Pendidikan harus memerdekakan dan
membebaskan rakyat dari belenggu kebodohan. Pendidikan nasional bukan untuk
kepentingan politik, golongan, atau agama, melainkan untuk membangun bangsa.
Masyarakat dunia sesudah Perang
Dunia II dilandasi peradaban, yang menurut Sutan Takdir Alisjahbana, berciri
modern, rasional, berdasarkan kemajuan ilmu, teknologi, dan menekankan hak-hak
manusia. Namun, menurut Djojonegoro, pada tahun 1940, rakyat Indonesia yang
mengenyam pendidikan dasar sangat sedikit, bahkan mahasiswa hanya 157 orang
(Lima Puluh Tahun Perkembangan Pendidikan Indonesia, 1996).
Akhirnya, para pendiri Republik
yang menjadi cerdas karena pendidikan sekolah menetapkan tujuan kemerdekaan
sebagai mencerdaskan kehidupan bangsa dan memajukan kebudayaan nasional. Mereka
yang menganut moto ”membangun bangsa, membangun sekolah” itu menetapkan
kewajiban pemerintah sebagai ”mengusahakan dan menyelenggarakan satu sistem
pengajaran nasional” (Pasal 31 Undang-Undang Dasar 1945).
Mencerdaskan
Rakyat
Sering ”mencerdaskan kehidupan
bangsa” dimaknai sebagai memperluas kesempatan memperoleh pendidikan apa pun
mutunya. Saat ini, memang kesempatan memperoleh pendidikan tingkat SD sudah
berada di atas 96 persen, tingkat SMP hampir 70 persen serta perguruan tinggi
di atas 10 persen. Namun, kehidupan bangsa yang cerdas sesungguhnya belum
terwujud. Lembaga pendidikan kita masih dengan gedung sekolah tanpa
laboratorium, tanpa buku, tanpa lapangan olahraga, dengan guru yang kurang
terjamin kesejahteraannya.
Hakikat mencerdaskan kehidupan
bangsa adalah gerakan transformasi budaya dari tradisional dan feodalistik
menjadi modern, rasional, demokratis, dan berorientasi ilmu pengetahuan dan
teknologi (iptek).
Semangat ”ada hari ada nasi”
harus berubah menjadi rawe-rawe rantas, malang-malang putung. Perlu
transformasi budaya bagi perubahan sikap hidup: dari menerima nasib menjadi
manusia yang memiliki jati diri dalam menghadapi tantangan. Untuk itu, sekolah
harus menjadi pusat pembudayaan warga negara yang bermoral, beretos kerja,
berdisiplin, produktif, demokratis, dan bertanggung jawab.

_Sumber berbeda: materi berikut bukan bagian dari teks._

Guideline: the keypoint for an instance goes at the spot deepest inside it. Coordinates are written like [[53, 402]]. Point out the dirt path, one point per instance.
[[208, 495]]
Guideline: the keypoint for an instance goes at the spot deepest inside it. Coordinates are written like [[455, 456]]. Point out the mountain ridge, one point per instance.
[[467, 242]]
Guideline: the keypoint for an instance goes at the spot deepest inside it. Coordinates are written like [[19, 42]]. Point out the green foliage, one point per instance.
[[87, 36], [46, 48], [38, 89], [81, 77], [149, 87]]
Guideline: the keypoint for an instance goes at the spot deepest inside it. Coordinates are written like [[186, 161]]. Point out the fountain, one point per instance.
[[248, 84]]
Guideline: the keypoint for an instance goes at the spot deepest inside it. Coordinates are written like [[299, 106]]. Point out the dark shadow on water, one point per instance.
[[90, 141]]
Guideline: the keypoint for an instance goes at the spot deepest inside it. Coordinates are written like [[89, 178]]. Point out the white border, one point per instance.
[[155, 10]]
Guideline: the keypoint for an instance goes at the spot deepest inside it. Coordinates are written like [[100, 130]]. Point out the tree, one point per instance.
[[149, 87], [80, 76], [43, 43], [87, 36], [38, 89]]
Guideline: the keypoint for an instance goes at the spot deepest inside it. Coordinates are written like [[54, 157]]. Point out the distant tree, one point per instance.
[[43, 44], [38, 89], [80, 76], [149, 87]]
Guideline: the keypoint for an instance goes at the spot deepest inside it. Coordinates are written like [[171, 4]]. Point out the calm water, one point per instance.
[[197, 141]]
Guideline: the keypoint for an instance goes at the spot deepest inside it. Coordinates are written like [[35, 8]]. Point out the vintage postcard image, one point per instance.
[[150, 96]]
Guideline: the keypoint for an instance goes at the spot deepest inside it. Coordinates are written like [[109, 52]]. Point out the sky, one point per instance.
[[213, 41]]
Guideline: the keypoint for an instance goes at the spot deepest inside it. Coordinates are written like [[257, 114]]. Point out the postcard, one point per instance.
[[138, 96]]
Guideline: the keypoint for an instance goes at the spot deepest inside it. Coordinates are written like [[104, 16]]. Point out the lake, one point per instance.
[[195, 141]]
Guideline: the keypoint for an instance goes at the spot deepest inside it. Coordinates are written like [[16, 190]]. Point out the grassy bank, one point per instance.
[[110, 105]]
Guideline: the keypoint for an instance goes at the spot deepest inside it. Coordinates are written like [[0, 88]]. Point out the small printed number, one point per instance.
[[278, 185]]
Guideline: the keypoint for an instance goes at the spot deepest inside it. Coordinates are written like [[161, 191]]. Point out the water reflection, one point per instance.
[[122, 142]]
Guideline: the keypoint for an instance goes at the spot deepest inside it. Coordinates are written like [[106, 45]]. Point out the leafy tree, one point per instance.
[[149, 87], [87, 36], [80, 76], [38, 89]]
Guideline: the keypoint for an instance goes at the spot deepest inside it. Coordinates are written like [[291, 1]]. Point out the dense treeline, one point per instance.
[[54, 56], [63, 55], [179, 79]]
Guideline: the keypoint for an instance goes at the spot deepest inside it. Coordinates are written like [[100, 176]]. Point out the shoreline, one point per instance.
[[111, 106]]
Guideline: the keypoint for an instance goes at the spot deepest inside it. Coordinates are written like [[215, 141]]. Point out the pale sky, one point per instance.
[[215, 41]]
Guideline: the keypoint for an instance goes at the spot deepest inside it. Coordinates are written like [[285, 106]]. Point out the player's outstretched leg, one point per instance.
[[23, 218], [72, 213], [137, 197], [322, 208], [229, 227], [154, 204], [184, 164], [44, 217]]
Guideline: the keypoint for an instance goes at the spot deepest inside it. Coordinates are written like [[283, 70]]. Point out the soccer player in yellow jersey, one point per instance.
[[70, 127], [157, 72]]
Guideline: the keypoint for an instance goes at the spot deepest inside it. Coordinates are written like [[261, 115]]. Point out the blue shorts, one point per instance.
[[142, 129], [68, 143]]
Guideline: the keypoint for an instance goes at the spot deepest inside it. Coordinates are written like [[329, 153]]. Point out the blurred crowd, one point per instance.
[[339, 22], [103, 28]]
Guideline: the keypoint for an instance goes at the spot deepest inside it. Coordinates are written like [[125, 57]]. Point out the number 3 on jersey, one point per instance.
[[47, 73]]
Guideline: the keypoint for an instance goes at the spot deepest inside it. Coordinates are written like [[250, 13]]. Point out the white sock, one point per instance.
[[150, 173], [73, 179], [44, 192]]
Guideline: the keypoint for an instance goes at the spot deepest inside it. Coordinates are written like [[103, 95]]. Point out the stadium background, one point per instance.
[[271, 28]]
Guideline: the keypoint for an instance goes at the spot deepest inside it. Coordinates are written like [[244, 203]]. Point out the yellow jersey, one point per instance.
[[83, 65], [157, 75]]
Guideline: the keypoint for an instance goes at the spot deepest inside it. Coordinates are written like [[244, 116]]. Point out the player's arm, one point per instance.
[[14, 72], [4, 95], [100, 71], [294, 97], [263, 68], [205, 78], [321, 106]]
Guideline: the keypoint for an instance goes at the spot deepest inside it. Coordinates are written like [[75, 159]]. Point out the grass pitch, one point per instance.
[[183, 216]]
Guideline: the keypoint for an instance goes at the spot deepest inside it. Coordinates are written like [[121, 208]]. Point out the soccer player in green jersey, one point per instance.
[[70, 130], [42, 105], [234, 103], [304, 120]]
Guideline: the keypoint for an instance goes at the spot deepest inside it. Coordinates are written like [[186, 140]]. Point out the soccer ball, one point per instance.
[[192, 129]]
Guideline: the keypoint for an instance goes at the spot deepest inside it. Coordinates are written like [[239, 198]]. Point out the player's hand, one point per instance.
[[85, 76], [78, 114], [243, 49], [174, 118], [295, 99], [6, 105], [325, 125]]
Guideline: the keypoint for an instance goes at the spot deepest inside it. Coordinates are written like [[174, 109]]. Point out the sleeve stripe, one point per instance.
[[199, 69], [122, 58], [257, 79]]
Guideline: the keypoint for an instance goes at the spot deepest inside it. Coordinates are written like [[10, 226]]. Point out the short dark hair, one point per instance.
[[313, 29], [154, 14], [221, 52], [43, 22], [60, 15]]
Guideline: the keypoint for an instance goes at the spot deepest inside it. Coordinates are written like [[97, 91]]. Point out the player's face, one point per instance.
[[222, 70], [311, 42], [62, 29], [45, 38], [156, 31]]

Persoalan besar yang sedang kita
hadapi sekarang adalah hilangnya roh pendidikan nasional. Dengan sadar kita
meninggalkan tujuan pendidikan seperti yang dicita-citakan Ki Hadjar Dewantara,
pendiri Perguruan Tamansiswa, sebagaimana tertuang dalam Undang-Undang Nomor 4
Tahun 1950 tentang Pokok-pokok Pengajaran di Sekolah. Di situ, siswa dilihat
sebagai makhluk sosial.
Tujuan pendidikan nasional adalah
menciptakan insan mandiri yang tidak bergantung pada orang lain, tetapi juga
tidak menjadi individualis, insan yang dapat mengatur diri sendiri dalam rangka
hidup bersama. Idealnya, pendidikan bersifat membebaskan dan memberdayakan.
Pendidikan
Terpisah dari Rakyat
Rakyat sebagai pemilik negeri
semakin susah mendapatkan pendidikan bermutu. Pendidikan kita semakin
menciptakan segregasi sosial (pengotak-kotakan masyarakat) berdasarkan
kemampuan ekonomi dan agama. Sekolah negeri yang seharusnya sekolah kebangsaan
semakin terpenjara oleh berbagai kepentingan non-pendidikan.
WS Rendra mengungkapkan
kegelisahannya tentang pendidikan yang semakin terpisah dari kenyataan hidup
rakyat. Apa gunanya pendidikan bila hanya membuat seseorang menjadi asing di
tengah kenyataan persoalannya? Apa gunanya pendidikan bila hanya mendorong
seseorang menjadi layang-layang di Ibu Kota, kikuk pulang ke daerahnya? (Sajak
Seonggok Jagung, 1975)
Tak kalah memprihatinkannya,
praktik pungutan untuk mengikuti pendidikan wajib belajar masih berlangsung,
meski tersurat dalam konstitusi ”setiap warga negara wajib mengikuti pendidikan
dasar dan pemerintah wajib membiayainya”. Pemerintah pun secara sadar tidak
melaksanakan ketentuan Pasal 31 Ayat 2, tetapi hanya membantu melalui program
yang dikenal dengan bantuan operasional sekolah (BOS).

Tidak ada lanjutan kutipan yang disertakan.